Department of Electrical Engineering, University of Texas at Dallas, Richardson, Texas 75080-3021, USA.
Ear Hear. 2011 May-Jun;32(3):331-8. doi: 10.1097/AUD.0b013e3181ff3515.
The purpose of this study is to evaluate the performance of a number of speech intelligibility indices in terms of predicting the intelligibility of vocoded speech.
Noise-corrupted sentences were vocoded in a total of 80 conditions, involving three different signal-to-noise ratio levels (-5, 0, and 5 dB) and two types of maskers (steady state noise and two-talker). Tone-vocoder simulations and combined electric-acoustic stimulation (EAS) simulations were used. The vocoded sentences were presented to normal-hearing listeners for identification, and the resulting intelligibility scores were used to assess the correlation of various speech intelligibility measures. These included measures designed to assess speech intelligibility, including the speech transmission index (STI) and articulation index based measures, as well as distortions in hearing aids (e.g., coherence-based measures).

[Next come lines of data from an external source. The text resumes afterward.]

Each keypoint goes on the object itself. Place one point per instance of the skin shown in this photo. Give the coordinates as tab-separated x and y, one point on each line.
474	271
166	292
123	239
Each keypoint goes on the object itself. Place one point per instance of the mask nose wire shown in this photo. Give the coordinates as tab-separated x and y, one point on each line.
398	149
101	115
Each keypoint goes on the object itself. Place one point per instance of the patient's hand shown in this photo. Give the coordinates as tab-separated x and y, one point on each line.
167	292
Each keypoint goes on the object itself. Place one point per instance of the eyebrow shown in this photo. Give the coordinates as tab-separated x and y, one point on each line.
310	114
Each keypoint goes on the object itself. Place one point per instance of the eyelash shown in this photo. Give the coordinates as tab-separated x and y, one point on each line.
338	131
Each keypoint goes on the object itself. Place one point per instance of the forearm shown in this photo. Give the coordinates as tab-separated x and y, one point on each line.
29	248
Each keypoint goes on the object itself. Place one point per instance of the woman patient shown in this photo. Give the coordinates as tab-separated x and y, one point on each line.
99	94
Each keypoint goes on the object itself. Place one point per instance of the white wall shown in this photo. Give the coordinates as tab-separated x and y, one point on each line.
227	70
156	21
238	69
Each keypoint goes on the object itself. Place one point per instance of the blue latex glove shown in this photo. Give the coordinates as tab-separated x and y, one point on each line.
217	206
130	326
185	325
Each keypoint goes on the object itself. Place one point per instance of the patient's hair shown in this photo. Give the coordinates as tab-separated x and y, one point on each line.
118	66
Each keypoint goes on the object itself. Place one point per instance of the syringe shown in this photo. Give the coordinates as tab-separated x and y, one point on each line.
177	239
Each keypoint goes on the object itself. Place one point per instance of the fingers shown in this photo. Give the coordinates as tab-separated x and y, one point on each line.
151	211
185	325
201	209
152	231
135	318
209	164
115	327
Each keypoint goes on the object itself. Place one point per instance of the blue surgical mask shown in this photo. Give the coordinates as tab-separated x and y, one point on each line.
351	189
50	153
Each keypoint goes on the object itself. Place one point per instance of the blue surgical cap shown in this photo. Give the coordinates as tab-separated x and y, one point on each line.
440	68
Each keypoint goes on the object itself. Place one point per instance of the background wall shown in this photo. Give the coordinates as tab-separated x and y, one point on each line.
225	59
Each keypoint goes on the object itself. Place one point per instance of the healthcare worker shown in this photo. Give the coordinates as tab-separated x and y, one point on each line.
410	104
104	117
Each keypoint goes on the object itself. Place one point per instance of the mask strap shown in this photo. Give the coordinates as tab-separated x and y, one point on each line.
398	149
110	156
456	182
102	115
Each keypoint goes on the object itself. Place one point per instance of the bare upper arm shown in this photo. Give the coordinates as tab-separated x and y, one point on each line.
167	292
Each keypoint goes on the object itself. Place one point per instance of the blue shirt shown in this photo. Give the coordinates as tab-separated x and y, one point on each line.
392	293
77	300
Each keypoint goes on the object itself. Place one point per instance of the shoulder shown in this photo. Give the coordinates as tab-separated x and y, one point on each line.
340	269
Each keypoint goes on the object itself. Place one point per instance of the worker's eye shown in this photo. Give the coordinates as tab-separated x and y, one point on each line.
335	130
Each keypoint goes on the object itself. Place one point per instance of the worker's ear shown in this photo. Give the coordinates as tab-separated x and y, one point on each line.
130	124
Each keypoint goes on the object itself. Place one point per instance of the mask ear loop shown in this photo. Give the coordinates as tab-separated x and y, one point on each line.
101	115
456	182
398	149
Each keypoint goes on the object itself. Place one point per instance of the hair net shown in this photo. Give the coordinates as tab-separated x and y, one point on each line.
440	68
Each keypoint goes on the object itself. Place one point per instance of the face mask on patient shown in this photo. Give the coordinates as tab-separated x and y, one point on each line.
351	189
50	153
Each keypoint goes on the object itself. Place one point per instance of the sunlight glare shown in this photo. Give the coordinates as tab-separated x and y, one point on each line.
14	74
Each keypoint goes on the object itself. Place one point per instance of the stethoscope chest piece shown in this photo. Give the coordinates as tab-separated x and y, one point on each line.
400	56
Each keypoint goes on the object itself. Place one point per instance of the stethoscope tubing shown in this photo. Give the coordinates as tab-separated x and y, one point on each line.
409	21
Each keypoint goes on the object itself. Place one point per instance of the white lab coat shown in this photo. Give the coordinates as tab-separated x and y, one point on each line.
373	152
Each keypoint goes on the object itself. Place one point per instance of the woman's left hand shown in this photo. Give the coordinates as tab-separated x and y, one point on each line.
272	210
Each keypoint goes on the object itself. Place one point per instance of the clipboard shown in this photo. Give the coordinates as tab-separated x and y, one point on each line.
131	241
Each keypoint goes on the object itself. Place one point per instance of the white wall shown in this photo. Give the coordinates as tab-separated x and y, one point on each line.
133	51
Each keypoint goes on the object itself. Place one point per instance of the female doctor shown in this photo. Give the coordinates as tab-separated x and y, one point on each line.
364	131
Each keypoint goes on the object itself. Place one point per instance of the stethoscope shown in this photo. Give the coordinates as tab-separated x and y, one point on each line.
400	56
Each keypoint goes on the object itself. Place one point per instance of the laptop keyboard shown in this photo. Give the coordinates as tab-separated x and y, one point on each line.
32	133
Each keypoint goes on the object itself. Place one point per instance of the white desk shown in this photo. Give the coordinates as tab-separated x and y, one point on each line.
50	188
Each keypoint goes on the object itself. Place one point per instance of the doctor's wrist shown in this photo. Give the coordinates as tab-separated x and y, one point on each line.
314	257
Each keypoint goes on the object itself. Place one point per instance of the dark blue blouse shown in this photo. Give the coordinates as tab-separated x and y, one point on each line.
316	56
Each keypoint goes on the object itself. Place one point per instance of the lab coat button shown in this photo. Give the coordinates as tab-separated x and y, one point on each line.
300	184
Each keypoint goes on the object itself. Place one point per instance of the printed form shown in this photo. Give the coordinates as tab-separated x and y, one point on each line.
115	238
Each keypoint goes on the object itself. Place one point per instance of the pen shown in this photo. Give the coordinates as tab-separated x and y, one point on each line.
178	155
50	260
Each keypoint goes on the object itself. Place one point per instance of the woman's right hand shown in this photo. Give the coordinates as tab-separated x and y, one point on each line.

These measures employed primarily either the temporal-envelope or the spectral-envelope information in the prediction model. The underlying hypothesis in the present study is that measures that assess temporal-envelope distortions, such as those based on the STI, should correlate highly with the intelligibility of vocoded speech. This is based on the fact that vocoder simulations preserve primarily envelope information, similar to the processing implemented in current cochlear implant speech processors. Similarly, it is hypothesized that measures such as the coherence-based index that assess the distortions present in the spectral envelope could also be used to model the intelligibility of vocoded speech.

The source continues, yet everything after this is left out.